Das ist weitgehend eingespielt, und es ist automatisiert. Das würde natürlich auch zu einem Verwaltungsmehraufwand führen, für den ich keinen Anlass sehe.

Man kann sicherlich darüber streiten, ob die jetzige Situation der Sozialversicherungsträger eine Rücknahme dieser Maßnahme verkraften würde. Aber

die kleinste Konjunkturschwäche würde zu einer Beitragssatzerhöhung führen.

Man darf - das ist schon gesagt worden - zwei weitere Dinge nicht vergessen: zum einen die demografische Entwicklung, die ja das Verhältnis zwischen Beitragszahlern und Rentenbeziehern weiter verändern wird. Zum anderen können die Herausforderungen, vor denen wir stehen, nicht ernsthaft bedeuten, dass wir soziale Gerechtigkeit und Geschlechtergerechtigkeit nicht mehr umsetzen können und dafür kein Geld haben.

Die Koalition auf Bundesebene hat deshalb vereinbart, die stabilen finanziellen Verhältnisse der gesetzlichen Rentenversicherung für Leistungsverbesserungen zu nutzen. Ich halte diese Verbesserungen für in der Sache berechtigt und sehe deshalb nicht, dass der skizzierte Wegfall von Einnahmen bei dieser Größenordnung in irgendeiner Weise in die Landschaft passt. - Danke.

(Beifall SPD, BÜNDNIS 90/DIE GRÜNEN und SSW)

Vielen Dank, Frau Ministerin. - Ich sehe keine weiteren Wortmeldungen und komme deshalb zur Abstimmung.
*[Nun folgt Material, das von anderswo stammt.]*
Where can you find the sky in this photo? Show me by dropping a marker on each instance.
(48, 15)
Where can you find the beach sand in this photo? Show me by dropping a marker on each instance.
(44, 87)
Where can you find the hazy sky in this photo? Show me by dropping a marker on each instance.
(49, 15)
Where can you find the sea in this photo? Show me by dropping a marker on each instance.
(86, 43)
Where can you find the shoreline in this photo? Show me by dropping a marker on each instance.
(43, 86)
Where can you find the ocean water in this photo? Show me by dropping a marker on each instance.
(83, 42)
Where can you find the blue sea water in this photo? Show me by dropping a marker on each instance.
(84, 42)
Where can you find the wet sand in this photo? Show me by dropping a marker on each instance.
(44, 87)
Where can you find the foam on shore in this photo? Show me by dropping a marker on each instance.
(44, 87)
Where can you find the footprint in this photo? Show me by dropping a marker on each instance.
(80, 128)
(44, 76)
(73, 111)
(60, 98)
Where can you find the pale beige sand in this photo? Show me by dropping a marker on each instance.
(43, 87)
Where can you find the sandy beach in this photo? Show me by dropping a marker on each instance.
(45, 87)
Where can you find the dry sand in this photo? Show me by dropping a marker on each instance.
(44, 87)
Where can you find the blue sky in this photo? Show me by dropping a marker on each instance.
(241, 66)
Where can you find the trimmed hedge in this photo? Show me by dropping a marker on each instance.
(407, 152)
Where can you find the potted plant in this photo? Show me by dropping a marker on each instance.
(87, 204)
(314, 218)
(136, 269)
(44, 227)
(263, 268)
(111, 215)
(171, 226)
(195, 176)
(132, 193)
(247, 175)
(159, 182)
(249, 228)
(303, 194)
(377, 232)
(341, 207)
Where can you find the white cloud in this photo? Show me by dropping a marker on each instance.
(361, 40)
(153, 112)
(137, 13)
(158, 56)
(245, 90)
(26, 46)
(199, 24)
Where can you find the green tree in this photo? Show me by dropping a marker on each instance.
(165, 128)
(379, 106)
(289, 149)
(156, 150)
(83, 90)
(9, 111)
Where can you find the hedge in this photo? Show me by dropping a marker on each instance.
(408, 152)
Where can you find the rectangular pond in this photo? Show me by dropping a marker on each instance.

Es ist beantragt worden, den Antrag Drucksache 18/1526 (neu) an den Sozialausschuss und Wirtschaftsausschuss zu überweisen. Wer diesem Antrag zustimmen möchte, den bitte ich um das Handzeichen. - Das sind die Abgeordneten der FDP-Fraktion, der CDU-Fraktion sowie der Piratenfraktion. Wer lehnt die Ausschussüberweisung ab? - Das sind die Kolleginnen und Kollegen von SSW, BÜNDNIS 90/DIE GRÜNEN und SPD. Enthaltungen sehe ich nicht.

(Zurufe)

Dann kommen wir zur Abstimmung in der Sache, die vom Kollegen Lars Winter beantragt wurde. Wer dem Antrag Drucksache 18/1526 (neu) seine Zustimmung erteilen möchte, den bitte ich um das Handzeichen. - Das sind die Abgeordneten der FDP- und der CDU-Fraktion. Wer lehnt diesen Antrag ab? - Das sind die Abgeordneten von SSW, BÜNDNIS 90/DIE GRÜNEN und SPD. Wer enthält sich? - Das sind die Kolleginnen und Kollegen der Piratenfraktion. - Damit ist dieser Antrag mit den Stimmen von SPD, BÜNDNIS 90/DIE GRÜNEN und SSW mehrheitlich abgelehnt.